Long story short, I need to compare two data sets (A
and B
). B
should be a copy of A
but on an Impala server. Everyday I am retrieving B
to SAS from the Impala server through a SQL pass-through.
I am writing a program that will be run everyday to make sure those two data sets match 1:1. However, I am struggling with numerical approximations (precision).
Here is an example of A:
ID | value |
---|---|
01 | 0 |
02 | 5000 |
03 | 978908.69 |
04 | 109789503.12 |
05 | 49505954.92 |
In order to make the comparison, I am concatenating the two columns in a conc
column and then I am comparing A
and B
.
data want;
set have;
conc=cats(id,value);
run;
This basically works for all the observations except one.
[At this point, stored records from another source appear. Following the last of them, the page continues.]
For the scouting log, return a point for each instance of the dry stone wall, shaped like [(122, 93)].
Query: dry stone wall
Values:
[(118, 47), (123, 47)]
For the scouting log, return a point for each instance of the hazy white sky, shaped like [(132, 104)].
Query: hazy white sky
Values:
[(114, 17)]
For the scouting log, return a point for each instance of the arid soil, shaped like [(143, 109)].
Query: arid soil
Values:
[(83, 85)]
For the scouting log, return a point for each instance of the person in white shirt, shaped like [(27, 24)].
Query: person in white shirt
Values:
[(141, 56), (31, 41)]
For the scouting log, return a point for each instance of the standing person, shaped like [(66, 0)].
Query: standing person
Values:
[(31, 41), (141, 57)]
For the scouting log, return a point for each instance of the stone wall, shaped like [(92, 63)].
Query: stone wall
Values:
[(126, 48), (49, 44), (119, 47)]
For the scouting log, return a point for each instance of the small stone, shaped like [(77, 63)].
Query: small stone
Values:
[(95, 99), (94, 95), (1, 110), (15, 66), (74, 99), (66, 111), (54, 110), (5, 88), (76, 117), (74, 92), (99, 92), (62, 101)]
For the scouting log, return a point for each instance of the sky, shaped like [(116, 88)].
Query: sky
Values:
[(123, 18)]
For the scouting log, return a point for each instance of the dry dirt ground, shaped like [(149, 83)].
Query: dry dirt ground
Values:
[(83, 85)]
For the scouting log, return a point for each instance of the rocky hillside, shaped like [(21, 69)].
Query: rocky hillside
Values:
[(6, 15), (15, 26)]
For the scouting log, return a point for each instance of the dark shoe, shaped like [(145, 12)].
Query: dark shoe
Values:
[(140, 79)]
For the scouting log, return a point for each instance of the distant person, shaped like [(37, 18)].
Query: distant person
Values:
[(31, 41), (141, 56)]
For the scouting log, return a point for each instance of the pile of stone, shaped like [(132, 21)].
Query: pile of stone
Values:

The observation has a value for A
of 9128554507.9
and B
of 9128554507.8
. No format or informat are applied to the variables.
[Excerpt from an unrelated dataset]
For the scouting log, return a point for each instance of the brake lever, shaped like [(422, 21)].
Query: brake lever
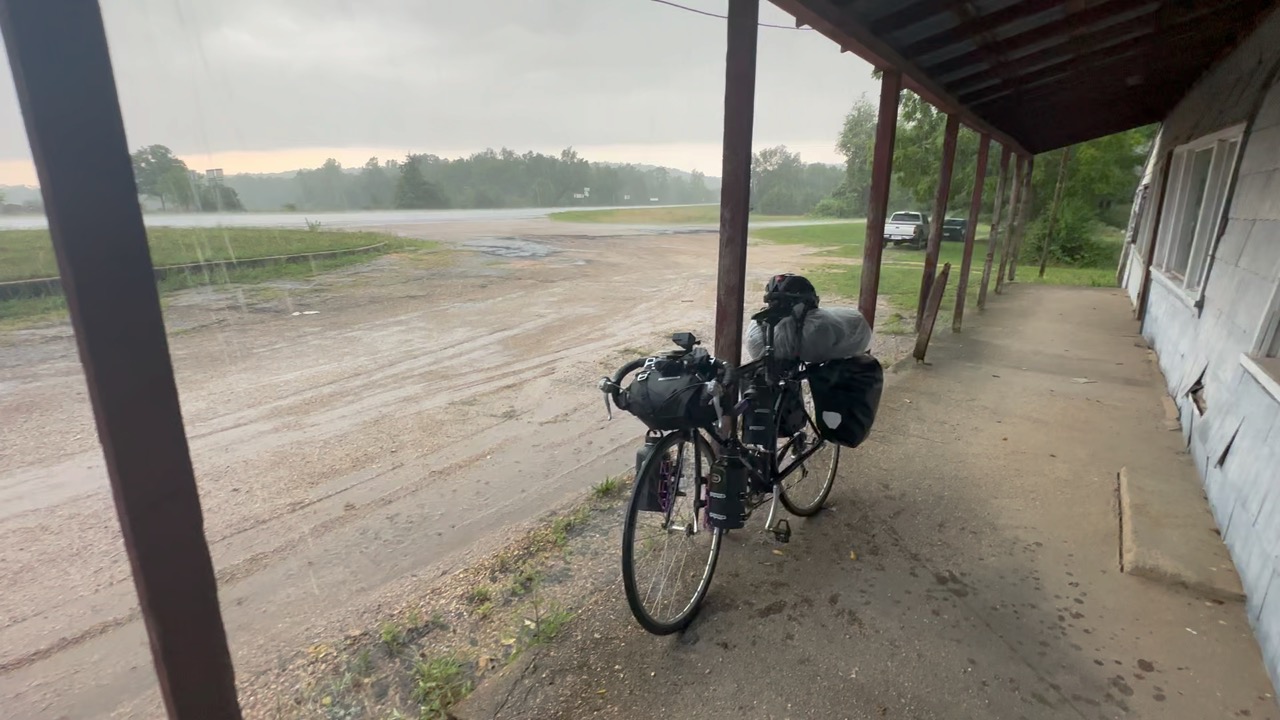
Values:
[(606, 386)]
However, when applying a comma32.30
format on the value variable, I see that for A
and B
, the value is the same 9128554507.850000000000000000000
. So they should be the same.
Then I saw the following in the documentation for the CATS function
The CATS function removes leading and trailing blanks from numeric arguments after it formats the numeric value with the BESTw. format.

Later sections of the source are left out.